As the title says, YouTube and Google Play (the app store for android) are not working on my network. This is for any device and no other services or websites that I know of are experiencing any issues.

I can take my phone to another network (at work) and both work fine. I can load videos and I can update apps. If I try at home, videos fail to load and I get error messages for updating or downloading new apps. Android OS updates also fail.

I found on Time Warner's forums where someone recommended trying to use a proxy to watch YouTube videos and this worked. However, I would prefer not having to do so and it doesn't solve my google play problems.

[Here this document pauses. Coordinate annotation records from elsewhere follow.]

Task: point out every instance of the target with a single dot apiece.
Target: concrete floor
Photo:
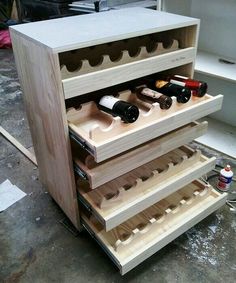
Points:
(36, 247)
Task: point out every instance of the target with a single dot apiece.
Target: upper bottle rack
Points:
(96, 67)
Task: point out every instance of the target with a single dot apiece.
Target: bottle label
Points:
(160, 83)
(108, 101)
(151, 93)
(181, 77)
(177, 82)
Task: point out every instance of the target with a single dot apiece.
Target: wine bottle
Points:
(198, 88)
(126, 111)
(182, 94)
(164, 101)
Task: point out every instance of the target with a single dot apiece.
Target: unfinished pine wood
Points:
(127, 195)
(100, 173)
(122, 73)
(39, 73)
(107, 136)
(105, 61)
(129, 247)
(81, 31)
(19, 146)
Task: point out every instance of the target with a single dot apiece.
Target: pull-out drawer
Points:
(99, 173)
(131, 193)
(97, 67)
(105, 136)
(76, 85)
(141, 236)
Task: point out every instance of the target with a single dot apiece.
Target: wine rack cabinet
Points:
(133, 187)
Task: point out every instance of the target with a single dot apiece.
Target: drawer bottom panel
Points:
(127, 250)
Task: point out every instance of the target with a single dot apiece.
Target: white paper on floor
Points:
(9, 194)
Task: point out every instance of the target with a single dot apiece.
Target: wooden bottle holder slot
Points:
(99, 173)
(106, 60)
(155, 217)
(101, 131)
(144, 234)
(120, 199)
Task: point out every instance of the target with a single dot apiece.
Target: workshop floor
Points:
(36, 247)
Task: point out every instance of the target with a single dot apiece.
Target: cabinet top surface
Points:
(92, 29)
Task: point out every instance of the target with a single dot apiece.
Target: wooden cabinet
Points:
(134, 187)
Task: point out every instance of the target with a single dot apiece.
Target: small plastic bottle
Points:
(225, 178)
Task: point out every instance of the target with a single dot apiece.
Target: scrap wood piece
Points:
(19, 146)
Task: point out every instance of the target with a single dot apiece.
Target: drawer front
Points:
(137, 239)
(99, 173)
(105, 136)
(112, 76)
(118, 200)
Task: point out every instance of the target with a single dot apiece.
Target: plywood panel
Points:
(39, 74)
(93, 29)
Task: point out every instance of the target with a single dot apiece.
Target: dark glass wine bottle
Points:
(126, 111)
(182, 94)
(198, 88)
(164, 101)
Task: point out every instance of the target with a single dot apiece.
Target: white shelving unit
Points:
(212, 65)
(216, 42)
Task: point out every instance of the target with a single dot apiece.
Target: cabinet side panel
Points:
(38, 70)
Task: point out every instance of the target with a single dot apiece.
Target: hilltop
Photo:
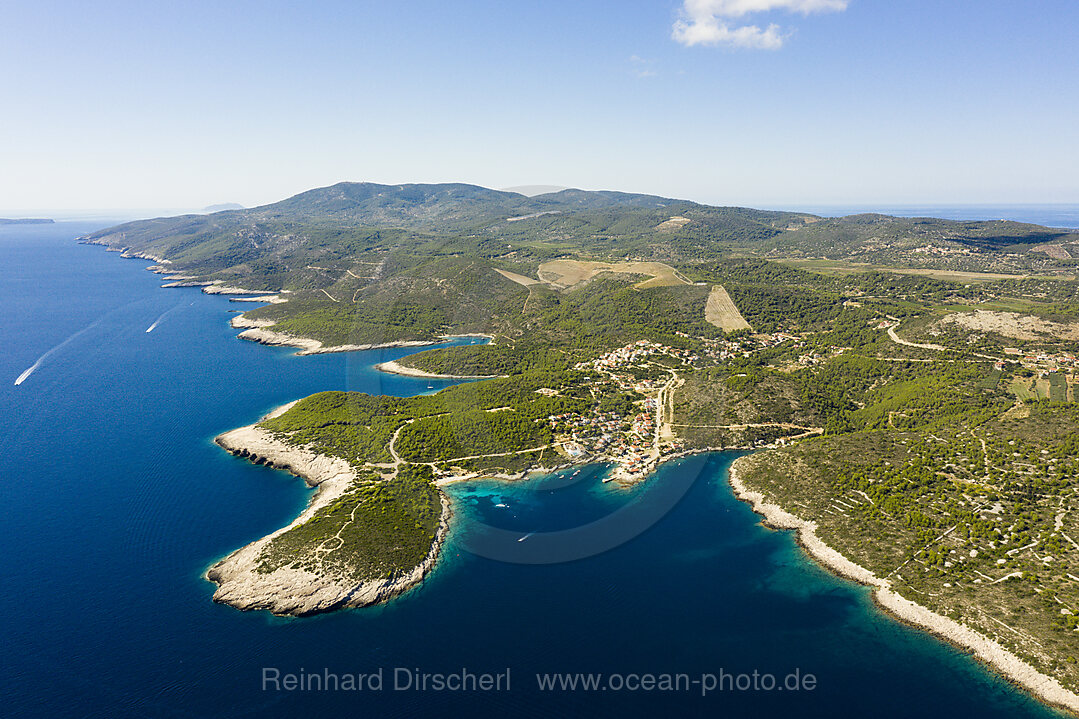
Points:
(910, 383)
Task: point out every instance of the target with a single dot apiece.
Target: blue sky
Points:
(119, 104)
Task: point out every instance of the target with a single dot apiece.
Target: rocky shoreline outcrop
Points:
(986, 650)
(296, 592)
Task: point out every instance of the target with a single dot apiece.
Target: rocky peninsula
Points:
(987, 651)
(242, 579)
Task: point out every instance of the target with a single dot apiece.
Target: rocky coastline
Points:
(290, 592)
(984, 649)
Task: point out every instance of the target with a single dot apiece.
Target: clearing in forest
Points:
(722, 312)
(563, 274)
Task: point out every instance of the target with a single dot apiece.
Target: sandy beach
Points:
(983, 648)
(396, 368)
(256, 331)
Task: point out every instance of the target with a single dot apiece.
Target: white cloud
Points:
(708, 22)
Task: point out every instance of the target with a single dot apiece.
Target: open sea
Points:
(115, 500)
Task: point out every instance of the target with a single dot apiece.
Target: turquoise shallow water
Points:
(115, 501)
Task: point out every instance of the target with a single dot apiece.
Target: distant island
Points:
(909, 385)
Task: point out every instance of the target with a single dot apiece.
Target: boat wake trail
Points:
(29, 370)
(158, 321)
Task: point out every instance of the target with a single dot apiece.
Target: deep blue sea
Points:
(115, 500)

I have Time Warner cable internet and an Arris WTM652 modem/router with firmware version 1223.


----------



## Wand3r3r (Sep 17, 2010)

*Re: YouTube and Google Play not working*

Welcome to TSF!

Please click on the link in my signature and post the requested information.


----------



## srob33 (Aug 5, 2014)

*Re: YouTube and Google Play not working*

Apologies. I'm usually a bit more thorough than that. I also forgot to mention that Google Chrome is not downloading the spell check dictionary either or able to update itself. I had to use the offline installer when I wanted to install a newer version. So the only things not working properly are:


Google Chrome Spell Checker (Not Downloading)
Google Chrome Updater (Download Doesn't Start) Got it to update.
Google Play Store
Google Sync with Nexus 5
Youtube Videos (The site itself loads, just not videos)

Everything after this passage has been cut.